When former San Clarita congresswoman Katie Hill resigned her seat last October amid accusations of an affair with a congressional staffer and nude photos of her appearing on a conservative website without her consent, she vowed that she would never stop fighting to empower young women, declaring, “We will not stand down. We will not be broken. We will not be silenced. We will rise, and we will make tomorrow better than today.”
Now, Hill is putting her words into action by launching an organization dedicated to getting young women, and young people in general, into the halls of political power. The group, called Her Time, released its mission statement Thursday, pledging to “support women and young people—often the long-shot candidates who have the vision and drive needed to make lasting systemic change—who don’t yet have the resources that come with being a proven or established politician,” the Hill reports.
🎉We are officially launching HER Time! 🎉@KatieHill4CA started this organization with the mission to elect women and young people. It is time to break through those final glass ceilings, one crack at a time.

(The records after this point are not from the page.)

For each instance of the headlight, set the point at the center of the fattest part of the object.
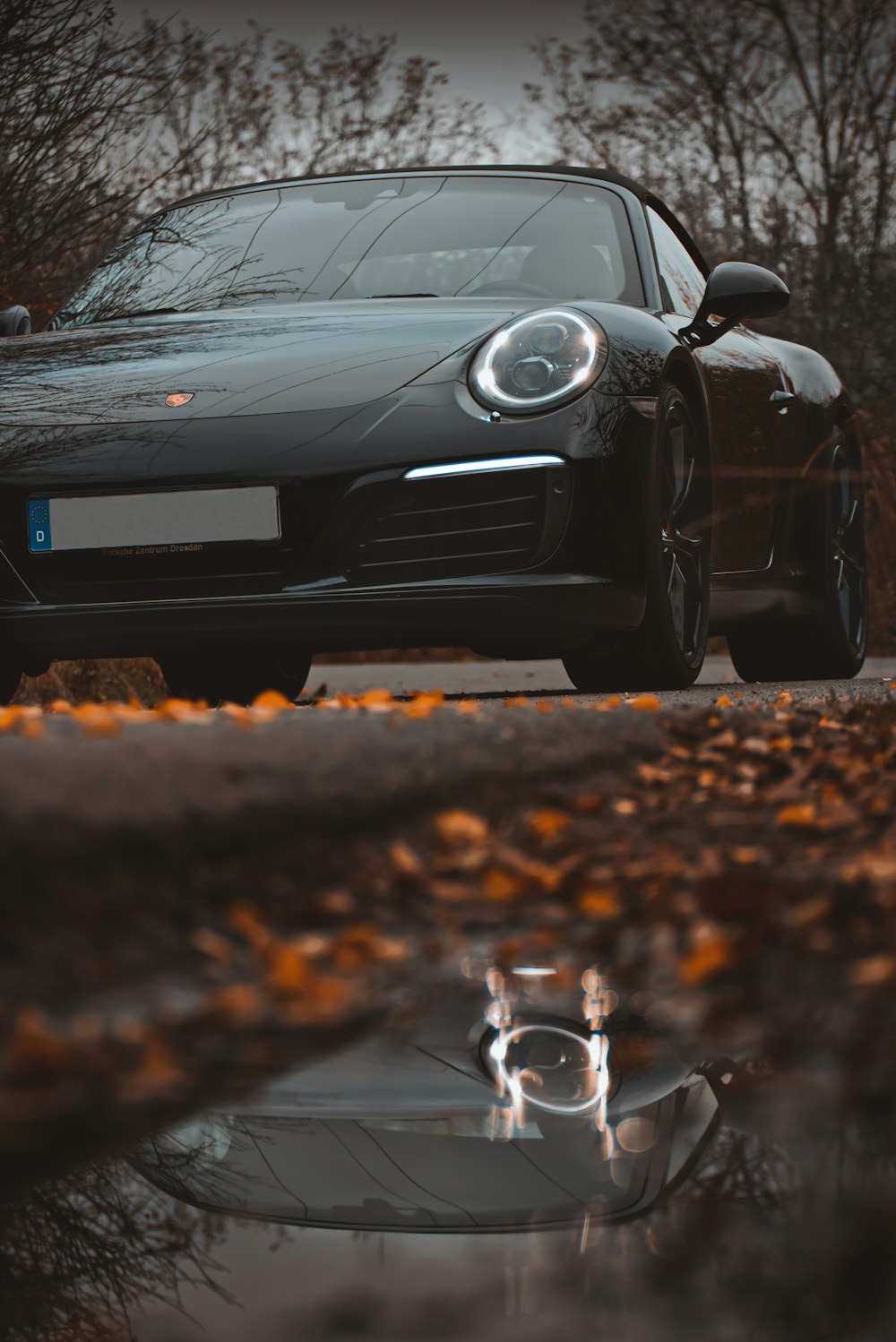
(541, 360)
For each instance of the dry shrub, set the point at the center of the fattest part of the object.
(879, 425)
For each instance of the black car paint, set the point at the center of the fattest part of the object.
(381, 387)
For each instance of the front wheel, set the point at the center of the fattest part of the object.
(831, 644)
(235, 676)
(10, 678)
(667, 651)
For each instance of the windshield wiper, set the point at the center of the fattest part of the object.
(140, 312)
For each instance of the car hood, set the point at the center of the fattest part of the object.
(247, 361)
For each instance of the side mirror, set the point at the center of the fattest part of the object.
(15, 321)
(736, 290)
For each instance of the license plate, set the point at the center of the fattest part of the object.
(167, 520)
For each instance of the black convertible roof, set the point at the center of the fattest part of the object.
(496, 169)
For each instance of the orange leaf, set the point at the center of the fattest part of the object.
(599, 903)
(157, 1074)
(404, 859)
(872, 970)
(375, 701)
(32, 1045)
(802, 816)
(289, 970)
(707, 959)
(645, 703)
(272, 700)
(421, 705)
(499, 883)
(461, 829)
(246, 919)
(547, 823)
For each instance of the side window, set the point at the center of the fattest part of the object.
(682, 275)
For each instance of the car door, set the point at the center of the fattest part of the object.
(749, 428)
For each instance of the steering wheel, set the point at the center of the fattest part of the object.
(509, 286)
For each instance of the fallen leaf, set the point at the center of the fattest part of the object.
(461, 829)
(547, 824)
(499, 883)
(874, 969)
(645, 703)
(707, 959)
(599, 903)
(802, 816)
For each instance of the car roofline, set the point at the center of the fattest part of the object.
(560, 170)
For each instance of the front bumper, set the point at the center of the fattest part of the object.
(510, 615)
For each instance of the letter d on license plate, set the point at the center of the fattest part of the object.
(39, 536)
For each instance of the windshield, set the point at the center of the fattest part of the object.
(369, 237)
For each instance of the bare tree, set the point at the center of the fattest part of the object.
(771, 124)
(101, 123)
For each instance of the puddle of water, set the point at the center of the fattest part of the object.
(529, 1163)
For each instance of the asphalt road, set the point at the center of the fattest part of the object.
(549, 678)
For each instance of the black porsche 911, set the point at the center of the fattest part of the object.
(504, 409)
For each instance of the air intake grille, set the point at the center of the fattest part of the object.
(455, 528)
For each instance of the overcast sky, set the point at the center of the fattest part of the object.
(480, 43)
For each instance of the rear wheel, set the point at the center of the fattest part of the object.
(831, 646)
(667, 651)
(235, 675)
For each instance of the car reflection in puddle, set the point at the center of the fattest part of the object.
(522, 1160)
(529, 1118)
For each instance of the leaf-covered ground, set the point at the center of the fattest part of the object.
(739, 882)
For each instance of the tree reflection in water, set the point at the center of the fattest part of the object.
(781, 1242)
(80, 1253)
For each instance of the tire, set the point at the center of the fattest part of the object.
(831, 646)
(666, 651)
(10, 678)
(235, 676)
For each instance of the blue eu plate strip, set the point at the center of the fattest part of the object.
(39, 534)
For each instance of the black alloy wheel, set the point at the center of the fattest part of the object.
(667, 651)
(235, 676)
(10, 678)
(831, 644)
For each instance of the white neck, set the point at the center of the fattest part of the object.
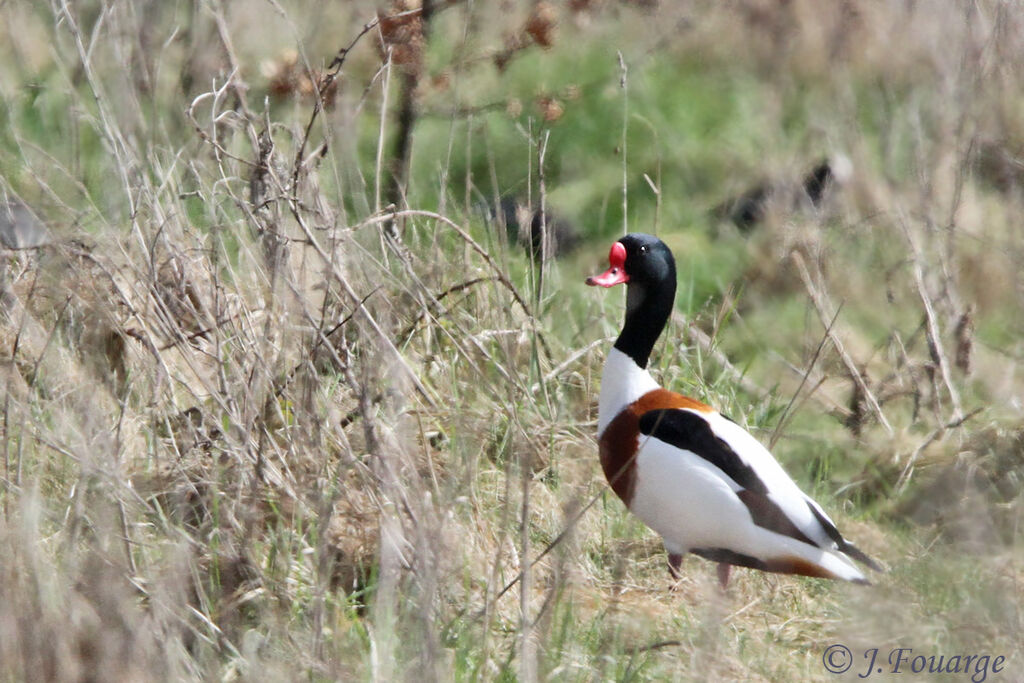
(622, 383)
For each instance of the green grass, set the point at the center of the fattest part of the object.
(218, 466)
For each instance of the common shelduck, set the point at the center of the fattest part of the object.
(690, 473)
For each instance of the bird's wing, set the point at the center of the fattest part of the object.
(774, 502)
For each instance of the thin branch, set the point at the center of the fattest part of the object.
(820, 304)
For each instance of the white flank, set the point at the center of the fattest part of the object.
(692, 504)
(623, 381)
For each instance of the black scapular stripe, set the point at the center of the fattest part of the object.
(689, 431)
(686, 430)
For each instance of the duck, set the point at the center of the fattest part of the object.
(691, 474)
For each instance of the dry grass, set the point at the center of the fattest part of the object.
(275, 409)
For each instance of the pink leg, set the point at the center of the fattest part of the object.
(723, 574)
(675, 562)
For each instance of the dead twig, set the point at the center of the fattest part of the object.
(821, 305)
(938, 432)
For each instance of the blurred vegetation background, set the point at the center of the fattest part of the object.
(300, 375)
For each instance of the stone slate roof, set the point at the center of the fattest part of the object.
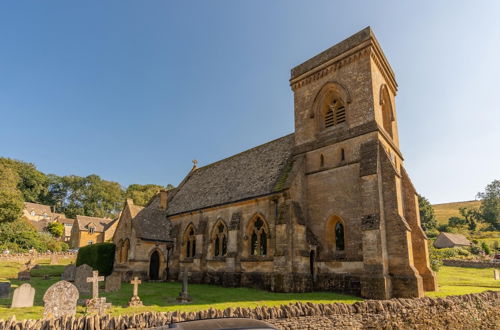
(151, 222)
(100, 223)
(449, 240)
(256, 172)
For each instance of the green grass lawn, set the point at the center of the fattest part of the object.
(161, 296)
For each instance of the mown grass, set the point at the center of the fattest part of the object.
(162, 296)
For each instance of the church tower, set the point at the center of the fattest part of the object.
(359, 202)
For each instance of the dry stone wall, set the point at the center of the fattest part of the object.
(471, 263)
(473, 311)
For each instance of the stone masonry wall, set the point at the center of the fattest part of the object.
(472, 311)
(471, 263)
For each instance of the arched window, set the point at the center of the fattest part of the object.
(339, 237)
(124, 251)
(190, 242)
(219, 239)
(258, 237)
(387, 112)
(335, 234)
(334, 113)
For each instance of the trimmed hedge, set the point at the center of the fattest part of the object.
(100, 256)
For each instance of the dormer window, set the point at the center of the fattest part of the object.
(334, 113)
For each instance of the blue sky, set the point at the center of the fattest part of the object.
(134, 90)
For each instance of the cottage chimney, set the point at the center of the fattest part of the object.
(163, 199)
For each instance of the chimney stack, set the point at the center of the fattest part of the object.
(163, 199)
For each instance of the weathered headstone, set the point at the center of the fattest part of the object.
(69, 273)
(81, 274)
(4, 289)
(184, 295)
(135, 300)
(113, 282)
(60, 300)
(24, 275)
(23, 296)
(96, 304)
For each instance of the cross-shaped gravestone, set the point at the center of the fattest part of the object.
(135, 300)
(95, 279)
(136, 283)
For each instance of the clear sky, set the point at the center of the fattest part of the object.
(134, 90)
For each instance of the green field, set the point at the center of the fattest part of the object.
(161, 296)
(447, 210)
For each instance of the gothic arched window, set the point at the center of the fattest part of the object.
(219, 239)
(335, 234)
(339, 237)
(190, 242)
(258, 237)
(334, 113)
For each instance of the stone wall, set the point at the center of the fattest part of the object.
(471, 263)
(25, 257)
(472, 311)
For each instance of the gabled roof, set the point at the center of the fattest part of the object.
(151, 222)
(456, 239)
(38, 208)
(100, 224)
(252, 173)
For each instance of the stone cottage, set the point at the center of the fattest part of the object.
(329, 207)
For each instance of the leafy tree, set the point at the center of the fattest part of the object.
(31, 183)
(56, 229)
(427, 217)
(490, 204)
(142, 194)
(11, 202)
(91, 195)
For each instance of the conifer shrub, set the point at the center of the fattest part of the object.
(100, 256)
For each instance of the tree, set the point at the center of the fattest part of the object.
(142, 194)
(56, 229)
(427, 217)
(11, 201)
(490, 204)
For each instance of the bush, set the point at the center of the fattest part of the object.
(99, 256)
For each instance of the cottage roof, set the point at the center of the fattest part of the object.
(456, 239)
(255, 172)
(38, 208)
(100, 223)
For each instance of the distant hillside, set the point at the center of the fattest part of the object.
(446, 210)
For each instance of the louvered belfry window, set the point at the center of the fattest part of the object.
(335, 114)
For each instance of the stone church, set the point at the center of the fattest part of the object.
(329, 207)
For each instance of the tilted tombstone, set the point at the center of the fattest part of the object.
(23, 296)
(60, 300)
(69, 273)
(4, 289)
(81, 274)
(113, 282)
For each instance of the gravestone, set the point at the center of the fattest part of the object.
(81, 274)
(24, 275)
(23, 296)
(96, 304)
(135, 300)
(4, 289)
(113, 282)
(60, 300)
(69, 273)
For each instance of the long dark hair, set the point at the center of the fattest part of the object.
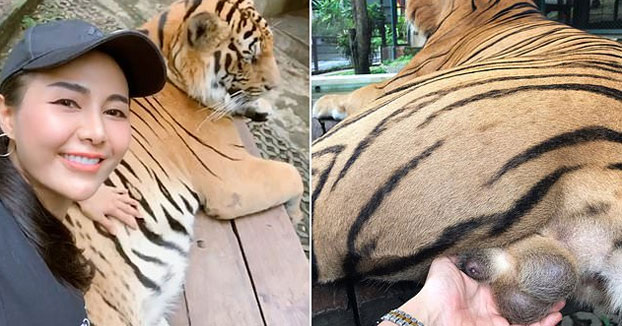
(51, 238)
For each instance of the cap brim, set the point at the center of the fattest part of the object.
(134, 52)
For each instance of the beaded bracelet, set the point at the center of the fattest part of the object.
(401, 318)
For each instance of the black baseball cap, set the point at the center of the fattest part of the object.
(55, 43)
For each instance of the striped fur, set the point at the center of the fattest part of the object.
(505, 131)
(179, 162)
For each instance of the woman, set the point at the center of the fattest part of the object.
(64, 114)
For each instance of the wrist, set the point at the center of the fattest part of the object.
(422, 308)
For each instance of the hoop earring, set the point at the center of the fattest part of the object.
(10, 152)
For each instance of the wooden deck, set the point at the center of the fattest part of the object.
(249, 271)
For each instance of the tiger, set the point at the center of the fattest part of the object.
(181, 161)
(506, 155)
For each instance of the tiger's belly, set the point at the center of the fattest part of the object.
(139, 274)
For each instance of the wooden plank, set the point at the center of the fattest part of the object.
(278, 266)
(331, 307)
(218, 289)
(180, 315)
(378, 299)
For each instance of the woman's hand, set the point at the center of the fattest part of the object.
(449, 298)
(109, 202)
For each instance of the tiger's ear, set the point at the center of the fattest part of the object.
(205, 31)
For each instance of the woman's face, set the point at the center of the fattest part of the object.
(71, 129)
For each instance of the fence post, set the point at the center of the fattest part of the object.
(316, 65)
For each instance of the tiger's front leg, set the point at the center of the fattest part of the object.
(526, 278)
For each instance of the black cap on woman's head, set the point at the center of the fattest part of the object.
(56, 43)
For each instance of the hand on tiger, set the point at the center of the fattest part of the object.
(450, 297)
(109, 202)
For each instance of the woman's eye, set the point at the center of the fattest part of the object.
(116, 113)
(66, 102)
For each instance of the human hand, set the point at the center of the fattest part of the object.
(109, 202)
(449, 297)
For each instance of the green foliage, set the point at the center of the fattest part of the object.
(28, 22)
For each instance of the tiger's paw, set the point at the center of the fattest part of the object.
(526, 279)
(477, 264)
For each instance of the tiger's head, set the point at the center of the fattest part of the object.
(219, 52)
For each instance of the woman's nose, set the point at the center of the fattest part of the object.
(92, 128)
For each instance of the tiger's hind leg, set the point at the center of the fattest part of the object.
(254, 185)
(526, 278)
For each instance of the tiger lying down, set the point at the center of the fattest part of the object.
(181, 160)
(501, 142)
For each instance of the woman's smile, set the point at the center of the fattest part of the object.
(84, 162)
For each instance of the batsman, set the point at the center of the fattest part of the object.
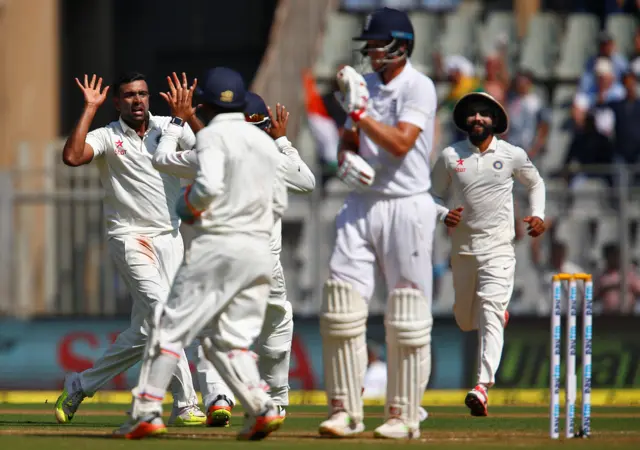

Head to https://t.co/EoPpmgbabw and sign up for updates! pic.twitter.com/3d2Wi8y5dQ
— HER Time (@hertime2020) February 20, 2020
Thirty-two-year-old Hill, the first-ever openly bisexual member of the House, came from nowhere to wrest California’s 25th Congressional District from Republican hands for the first time in two decades in 2018. She says she founded Her Time to “mobilize and support a generation of young women and allies to help them break through those final glass ceilings, one crack at a time—so we can once and for all claim our own power by voting, getting involved in politics, and running for office.”
In her resignation speech, Hill excoriated Congress’ “double standard” because many male members maintain their status despite being accused of sexual misconduct.
“What happened to me was horrific, and it was a harsh reminder of how women in power and politics still have so far to go and so much to overcome,” she writes. “Her Time’s work—my work—is to ensure that my experience never deters other young women from running for office and getting engaged, and instead does the opposite.”
On March 3, voters in CA-25 will pick a candidate to complete Hill’s two-year term.